Pandemic brought readers and newspapers closer together, says editor-in-chief of El País

Spanish journalist Javier Moreno, currently editor-in-chief of newspaper El País, opened the 14th edition of the Ibero-American Colloquium on Digital Journalism. In a conversation with Rosental Alves, director and founder of the Knight Center for Journalism in the Americas, Moreno spoke about the first year of operation of the newspaper’s paywall and the impact of the COVID-19 pandemic on journalism.
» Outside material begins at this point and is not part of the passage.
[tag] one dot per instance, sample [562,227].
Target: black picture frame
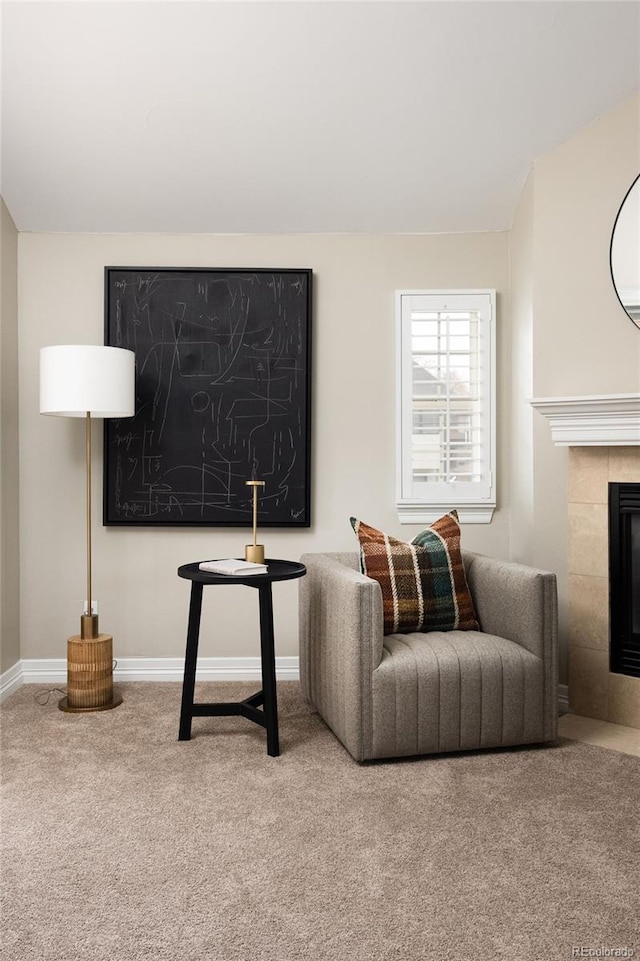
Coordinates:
[223,395]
He also gave a piece of advice to his colleagues in Latin America: "do not despair.”

It is the second time that Moreno has been the editor-in-chief of El País, one of the most important newspapers in Spain and the world. During the first time, from 2006 to 2014, he led the unification of digital and print operations. Back in office since last year, after leading El País in Latin America for two years, the challenge now is to expand the digital subscriber base.

“What has happened is that in less than a year, in 10 or 11 months, we went from zero subscribers to more than 100,000. Of which 25% are already outside of Spain, most of them in Latin America and the United States. Well, we would have liked to have 250,000 in the first year, but 100,000 in less than eleven months, I think it's a good start. (...) We trust that in three years the newspaper will have a sufficient critical mass to definitively secure its future.”
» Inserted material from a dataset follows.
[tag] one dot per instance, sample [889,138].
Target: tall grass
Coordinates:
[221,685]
El País’ paywall was established just over a year ago. This is the newspaper's second attempt to charge for access to news in the digital environment. In 2002, the newspaper limited the site's content for non-paying readers, but losses in audience and advertising revenue led to the paywall being suspended two years later.

“In fact, El País was one of the first newspapers to impose a paywall that we had to abandon because the market was not prepared for it. (...) We have also learned, the world has learned. Readers have also assumed that if you want to maintain quality reporting, you have to pay for it," Moreno said.

In addition to the transformation of the newspaper, which became digital first, and the change in consumer behavior of readers, who began to see value in El País’ paid journalistic content, Moreno believes that the crisis caused by the COVID-19 pandemic contributed to greater need for reliable information. According to him, the newspaper's website traffic more than doubled in the first months of the pandemic.

“People needed information, they needed sites where they felt secure about the information they received. And, on the other hand, newspapers that already had a paid one when the pandemic broke out, also saw their subscriptions increase exponentially. (...) It was a very big turning point in the relationship between readers and newspapers,” Moreno said.

Rosental Alves and Javier Moreno at the 14th Ibero-American Colloquium on Digital Journalism

Rosental Alves and Javier Moreno at the 14th Ibero-American Colloquium on Digital Journalism

About Latin American journalism: ‘don't despair’

At the end of his participation in the Colloquium, Moreno left a message for journalists in Latin America regarding the future of digital journalism and the profession: “do not despair.” Before taking over El País's leadership, Moreno headed the newspaper’s operation in Latin America for two years, based in Mexico City.

“I know that sometimes there is a cognitive dissonance between what we learn, the demands of quality, the standards of how to do things well and what we find with reality. The reality of weak companies, with weak structures, that cannot sustain the journalism to which we all aspire, not to mention newspaper owners, who have interests other than journalism,” the journalist said.

Moreno said that in Latin America there is discord between what journalists understand as necessary to do their job and business structures that are often unable to accompany them in this effort “at the same level of ethical and moral demands that a newspaper business owner must have with a newspaper, which is to try to do the best possible journalism and not use the newspaper for other spurious purposes."

“So I hope and ask them not to despair, as things improve. (...) So we are going to take this from the optimistic part and trust that increasing awareness also reaches Latin American businessmen and journalism companies that allow us to do the journalism we want.”